Thanks for commenting, FI.Bboomer! It sure is never too late 🙂
Deb – I’m in awe of how much you have accomplished. Your story is indeed inspirational and I so admire all that you do for your girls. Not just your love and sacrifice but also the invaluable qualities of grit, perseverance, tenacity, and positive attitude you model for them. I have no doubt you’re gonna keep kickin’ ass and will be sitting pretty in your retirement. Keep it up awesome lady!!
And thank you LaterStarter for another amazing late-starter profile! LOVE this series 🙂
Thanks so much, Amelia!
Thank you, Amelia – there are definitely more stories coming up 🙂
Wonderful feature, Latestarterfire, keep them coming! We need more of these stories – it’s important to spread the news that it’s not too late to catch-up retirement savings, even after a late start!
Deb, I really enjoyed reading your story, we have so much in common! Like you, I ran a preschool in my home, which I started when our daughter was young. It was a great home business, but after about 10 years, I went back to work as a social worker. My husband & I also tried to adopt, but our adoption didn’t go through due to problems in Guatemala. And, it wasn’t until we were in our 50s that we woke up and started saving for retirement! It can be done, though. I admire your creative ideas and resourcefulness – I believe you will reach your goals!
Thanks, Baby Boomer Super Saver! I also love reading how we got to where we are – everyone has such interesting journeys and we can still catch up – it is absolutely not too late.
Deb is an inspiration and I don’t use the word lightly
Thanks for your kind words, Latestarterfire, and for letting me share my story. I’m loving this series!
You are very welcome, Deb!

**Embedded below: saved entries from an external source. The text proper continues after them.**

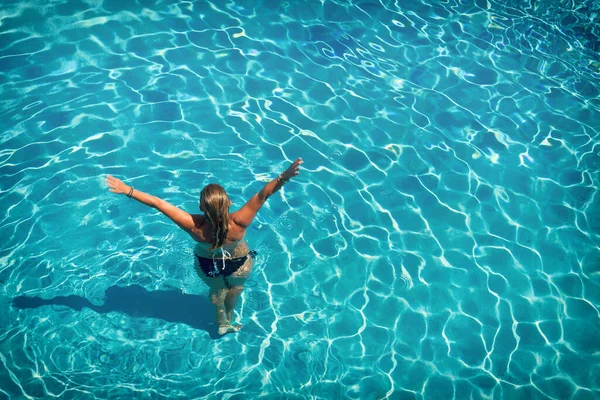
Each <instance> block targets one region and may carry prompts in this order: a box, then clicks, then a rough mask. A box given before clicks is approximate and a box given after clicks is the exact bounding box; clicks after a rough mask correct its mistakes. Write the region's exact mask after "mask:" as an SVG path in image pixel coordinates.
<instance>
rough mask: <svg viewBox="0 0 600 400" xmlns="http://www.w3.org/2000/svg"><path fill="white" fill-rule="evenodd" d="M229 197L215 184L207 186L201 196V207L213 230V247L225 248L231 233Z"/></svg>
mask: <svg viewBox="0 0 600 400" xmlns="http://www.w3.org/2000/svg"><path fill="white" fill-rule="evenodd" d="M229 205H230V202H229V197H228V196H227V193H226V192H225V189H223V187H222V186H220V185H217V184H215V183H211V184H210V185H207V186H206V187H205V188H204V189H202V193H201V194H200V207H201V208H202V210H203V211H204V213H205V214H206V216H207V217H208V220H209V222H210V226H211V228H212V238H211V242H212V247H211V248H210V250H216V249H218V248H221V247H223V244H224V243H225V239H227V232H228V231H229Z"/></svg>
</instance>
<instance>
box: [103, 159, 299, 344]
mask: <svg viewBox="0 0 600 400" xmlns="http://www.w3.org/2000/svg"><path fill="white" fill-rule="evenodd" d="M301 164H302V159H301V158H298V159H297V160H296V161H294V162H293V163H292V165H291V166H290V167H289V168H288V169H287V170H285V171H284V172H283V173H282V174H281V175H279V176H278V177H277V178H275V179H273V180H272V181H271V182H269V183H268V184H266V185H265V187H263V188H262V190H261V191H260V192H258V193H257V194H255V195H254V196H252V197H251V198H250V200H248V201H247V202H246V204H244V206H243V207H242V208H240V209H239V210H238V211H235V212H233V213H231V214H230V213H229V207H230V206H231V201H230V200H229V197H228V196H227V193H226V192H225V189H223V187H221V186H220V185H217V184H210V185H207V186H206V187H205V188H204V189H202V193H201V194H200V211H202V212H203V214H188V213H187V212H185V211H183V210H181V209H179V208H177V207H175V206H174V205H172V204H170V203H168V202H166V201H164V200H162V199H159V198H158V197H155V196H152V195H149V194H147V193H144V192H141V191H139V190H135V189H134V188H133V187H131V186H127V185H125V184H124V183H123V182H122V181H121V180H119V179H117V178H113V177H112V176H108V177H107V178H106V182H107V184H108V187H109V189H110V191H111V192H113V193H117V194H125V195H127V196H128V197H131V198H133V199H135V200H137V201H139V202H140V203H143V204H145V205H147V206H150V207H153V208H156V209H157V210H159V211H160V212H162V213H163V214H165V215H166V216H167V217H169V218H170V219H171V220H172V221H173V222H175V223H176V224H177V226H179V227H180V228H181V229H183V230H184V231H186V232H187V233H188V234H189V235H190V236H191V237H192V238H193V239H194V240H195V241H196V242H197V245H196V249H195V254H194V265H195V267H196V272H197V273H198V275H199V276H200V278H202V280H203V281H204V282H206V284H207V285H208V287H209V288H210V292H209V297H210V301H211V302H212V303H213V304H214V305H215V306H216V308H217V323H218V324H219V334H220V335H224V334H226V333H231V332H237V331H239V330H240V329H241V325H232V323H231V322H232V321H231V320H232V317H233V309H234V308H235V306H236V304H237V300H238V297H239V296H240V293H241V292H242V290H244V284H245V283H246V279H248V276H249V275H250V271H251V270H252V266H253V265H254V260H253V258H254V254H255V253H254V252H251V251H250V250H249V248H248V244H247V243H246V241H245V240H244V235H245V234H246V229H247V228H248V226H249V225H250V224H251V223H252V221H253V220H254V217H255V216H256V213H257V212H258V210H259V209H260V208H261V207H262V205H263V204H264V203H265V201H266V200H267V199H268V198H269V196H271V195H272V194H273V193H275V192H276V191H278V190H279V189H281V187H282V186H283V185H284V184H285V183H286V182H287V181H288V180H289V179H290V178H292V177H294V176H296V175H298V173H299V172H300V165H301Z"/></svg>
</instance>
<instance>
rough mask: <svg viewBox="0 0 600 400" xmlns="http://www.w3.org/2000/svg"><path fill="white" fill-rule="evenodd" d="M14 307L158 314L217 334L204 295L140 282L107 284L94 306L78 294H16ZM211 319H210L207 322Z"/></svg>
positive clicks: (214, 334)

Thank YOU for sharing your story
Thanks, Baby Boomer Super Saver! Yes, lots in common. Sorry to hear that your adoption didn’t go through. And I believe that we can reach our goals – even starting late!
I’m in awe of your bravery – running a preschool would do my head in!!!
Another great story LateStarterFire.
Deb – your story is really inspirational. Not just the LATE2FIRE aspect, but everything that you have achieved leading up to this point in time!
I will definitely be keeping up with 60to60.com, too.
There are some great activities listed on 60to60.com
Thanks for sharing Deb. I admire your dedication to your dreams, both career wise and to have a family on your own. Well done! You are an inspiration that you can start at any stage and still make positive changes in life.